Once upon a time when I was little, Santa arrived at our door, handing out presents. I was thrilled when I unwrapped mine to find a red truck – and then infuriated when I was forced to swap with my brother who had received a doll made of wooden clothes pegs.
Nowadays, despite the advances made by women in the workplace, the divisions between children in the toy shop go deeper than ever. Everything is colour-coded pink or blue – and in separate aisles.
Take a glance along the shelves and you'd be forgiven for thinking little girls are being groomed for careers of domestic drudgery, with the plethora of pink vacuum cleaners and ironing boards.
But parents have been fighting back, naming and shaming the stores that have been labelling the likes of chemistry sets and construction toys as 'boys toys'. A new campaign called Let Toys Be Toys (LTBT) is battling to persuade retailers to stop labelling some toys as only suitable for girls and others only for boys. The group says children should be free to play with whatever toys interest them most and is calling on the likes of Boots and Tesco to follow in the footsteps of Harrods offshoot Toy Kingdom and display merchandise by theme or function, instead of gender.

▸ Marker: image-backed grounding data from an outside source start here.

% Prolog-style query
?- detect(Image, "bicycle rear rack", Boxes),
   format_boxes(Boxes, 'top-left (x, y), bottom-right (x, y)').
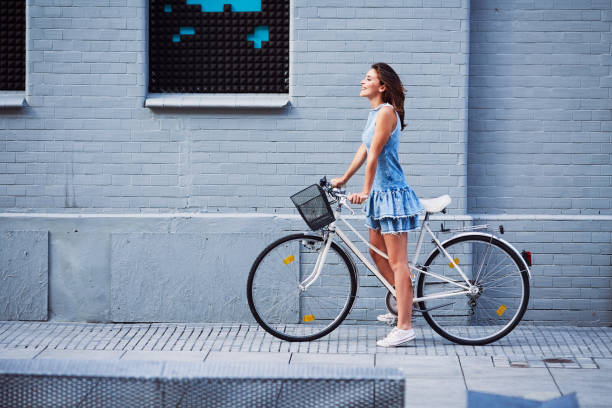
top-left (439, 223), bottom-right (496, 233)
top-left (439, 223), bottom-right (506, 235)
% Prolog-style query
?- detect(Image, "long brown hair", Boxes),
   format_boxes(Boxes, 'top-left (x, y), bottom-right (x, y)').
top-left (371, 62), bottom-right (406, 130)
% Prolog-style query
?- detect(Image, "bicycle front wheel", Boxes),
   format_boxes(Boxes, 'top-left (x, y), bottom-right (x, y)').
top-left (416, 233), bottom-right (530, 345)
top-left (247, 233), bottom-right (357, 342)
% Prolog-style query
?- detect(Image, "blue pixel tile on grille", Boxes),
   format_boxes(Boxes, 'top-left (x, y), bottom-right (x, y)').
top-left (173, 26), bottom-right (195, 42)
top-left (247, 26), bottom-right (268, 48)
top-left (0, 1), bottom-right (25, 91)
top-left (186, 0), bottom-right (262, 12)
top-left (149, 0), bottom-right (289, 93)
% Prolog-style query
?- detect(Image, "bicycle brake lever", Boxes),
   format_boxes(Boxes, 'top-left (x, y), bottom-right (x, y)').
top-left (343, 199), bottom-right (355, 215)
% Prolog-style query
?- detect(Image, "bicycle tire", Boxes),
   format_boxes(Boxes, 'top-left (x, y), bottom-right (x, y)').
top-left (247, 233), bottom-right (357, 342)
top-left (416, 233), bottom-right (530, 345)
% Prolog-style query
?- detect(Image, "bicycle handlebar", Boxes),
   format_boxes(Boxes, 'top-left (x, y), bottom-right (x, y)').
top-left (319, 176), bottom-right (347, 198)
top-left (319, 176), bottom-right (356, 214)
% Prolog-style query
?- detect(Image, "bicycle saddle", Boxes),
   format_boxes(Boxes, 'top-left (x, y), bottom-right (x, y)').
top-left (420, 194), bottom-right (452, 213)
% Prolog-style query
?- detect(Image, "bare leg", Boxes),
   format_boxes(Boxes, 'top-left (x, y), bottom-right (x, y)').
top-left (368, 229), bottom-right (395, 286)
top-left (382, 232), bottom-right (413, 330)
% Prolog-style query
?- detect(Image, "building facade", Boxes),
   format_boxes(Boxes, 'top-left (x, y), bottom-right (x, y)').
top-left (0, 0), bottom-right (610, 325)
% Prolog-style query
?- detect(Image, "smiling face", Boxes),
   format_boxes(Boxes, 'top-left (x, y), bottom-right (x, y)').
top-left (360, 68), bottom-right (386, 99)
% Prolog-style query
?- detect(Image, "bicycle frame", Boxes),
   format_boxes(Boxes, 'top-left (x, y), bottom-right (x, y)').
top-left (299, 209), bottom-right (474, 304)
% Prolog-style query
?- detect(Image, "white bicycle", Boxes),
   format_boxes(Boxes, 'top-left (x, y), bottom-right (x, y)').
top-left (247, 178), bottom-right (532, 345)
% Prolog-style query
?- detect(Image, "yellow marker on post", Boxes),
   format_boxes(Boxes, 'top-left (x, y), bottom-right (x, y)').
top-left (496, 305), bottom-right (507, 317)
top-left (283, 255), bottom-right (295, 265)
top-left (303, 314), bottom-right (315, 322)
top-left (448, 258), bottom-right (460, 268)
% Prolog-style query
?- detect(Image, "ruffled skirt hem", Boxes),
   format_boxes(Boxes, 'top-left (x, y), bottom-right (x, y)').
top-left (363, 186), bottom-right (424, 220)
top-left (365, 213), bottom-right (420, 234)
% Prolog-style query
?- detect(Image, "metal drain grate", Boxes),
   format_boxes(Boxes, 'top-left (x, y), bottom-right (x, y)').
top-left (493, 356), bottom-right (599, 369)
top-left (0, 359), bottom-right (405, 408)
top-left (542, 358), bottom-right (574, 364)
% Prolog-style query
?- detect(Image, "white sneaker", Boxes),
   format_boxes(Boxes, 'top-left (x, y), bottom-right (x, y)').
top-left (377, 312), bottom-right (397, 324)
top-left (376, 327), bottom-right (416, 347)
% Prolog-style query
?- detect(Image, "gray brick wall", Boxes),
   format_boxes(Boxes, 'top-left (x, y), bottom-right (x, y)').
top-left (0, 0), bottom-right (470, 213)
top-left (468, 0), bottom-right (612, 215)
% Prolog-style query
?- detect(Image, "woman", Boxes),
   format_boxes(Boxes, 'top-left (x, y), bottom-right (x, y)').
top-left (332, 63), bottom-right (423, 347)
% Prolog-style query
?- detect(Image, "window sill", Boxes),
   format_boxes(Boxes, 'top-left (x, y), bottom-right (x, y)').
top-left (145, 93), bottom-right (290, 109)
top-left (0, 93), bottom-right (26, 108)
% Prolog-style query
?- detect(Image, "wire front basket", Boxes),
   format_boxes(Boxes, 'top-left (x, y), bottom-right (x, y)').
top-left (290, 184), bottom-right (335, 231)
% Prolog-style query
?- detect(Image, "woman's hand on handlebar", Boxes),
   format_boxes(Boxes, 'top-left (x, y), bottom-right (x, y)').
top-left (331, 177), bottom-right (346, 188)
top-left (348, 192), bottom-right (368, 205)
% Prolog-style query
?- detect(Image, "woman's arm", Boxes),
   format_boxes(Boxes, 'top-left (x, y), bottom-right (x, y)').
top-left (349, 106), bottom-right (396, 204)
top-left (332, 144), bottom-right (367, 188)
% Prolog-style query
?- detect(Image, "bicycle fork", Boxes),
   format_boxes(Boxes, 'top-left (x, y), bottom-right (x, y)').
top-left (298, 232), bottom-right (334, 291)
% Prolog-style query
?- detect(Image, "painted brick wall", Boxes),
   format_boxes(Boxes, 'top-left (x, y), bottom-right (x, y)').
top-left (0, 0), bottom-right (470, 213)
top-left (468, 0), bottom-right (612, 215)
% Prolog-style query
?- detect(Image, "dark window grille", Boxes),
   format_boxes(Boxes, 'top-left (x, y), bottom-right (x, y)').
top-left (148, 0), bottom-right (289, 93)
top-left (0, 0), bottom-right (25, 91)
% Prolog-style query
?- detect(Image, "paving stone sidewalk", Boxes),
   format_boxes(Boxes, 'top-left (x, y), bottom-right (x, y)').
top-left (1, 322), bottom-right (611, 407)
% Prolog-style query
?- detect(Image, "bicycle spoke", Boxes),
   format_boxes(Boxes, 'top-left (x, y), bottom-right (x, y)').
top-left (479, 259), bottom-right (510, 280)
top-left (258, 289), bottom-right (300, 322)
top-left (473, 295), bottom-right (513, 324)
top-left (474, 240), bottom-right (493, 283)
top-left (268, 245), bottom-right (301, 285)
top-left (480, 288), bottom-right (522, 300)
top-left (478, 293), bottom-right (522, 307)
top-left (478, 251), bottom-right (509, 283)
top-left (479, 270), bottom-right (520, 287)
top-left (478, 297), bottom-right (518, 323)
top-left (479, 259), bottom-right (516, 284)
top-left (481, 282), bottom-right (520, 293)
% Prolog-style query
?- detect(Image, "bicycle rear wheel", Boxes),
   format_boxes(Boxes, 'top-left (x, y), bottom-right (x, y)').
top-left (416, 233), bottom-right (530, 345)
top-left (247, 233), bottom-right (357, 342)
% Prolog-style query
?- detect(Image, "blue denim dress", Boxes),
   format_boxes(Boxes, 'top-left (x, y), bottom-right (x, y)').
top-left (362, 103), bottom-right (423, 234)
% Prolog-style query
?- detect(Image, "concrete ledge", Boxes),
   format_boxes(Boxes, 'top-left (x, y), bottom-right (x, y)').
top-left (109, 232), bottom-right (278, 322)
top-left (37, 350), bottom-right (123, 361)
top-left (145, 93), bottom-right (290, 108)
top-left (0, 214), bottom-right (609, 325)
top-left (0, 359), bottom-right (405, 407)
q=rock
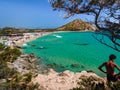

An LTBT survey carried out by undercover shoppers revealed that toolkits were 10 times more likely to be promoted to boys than girls and construction toys three times more likely. It's no wonder that only 8.7% of professional engineers in the UK are women.
Meanwhile, chemistry sets are twice as likely to be marketed to boys. Personal grooming sets are six times as likely to be promoted to girls and cleaning sets four times as likely.
Does it matter, though? Surely don't you carve out a path in life based on your character and regardless of what you played with as a child?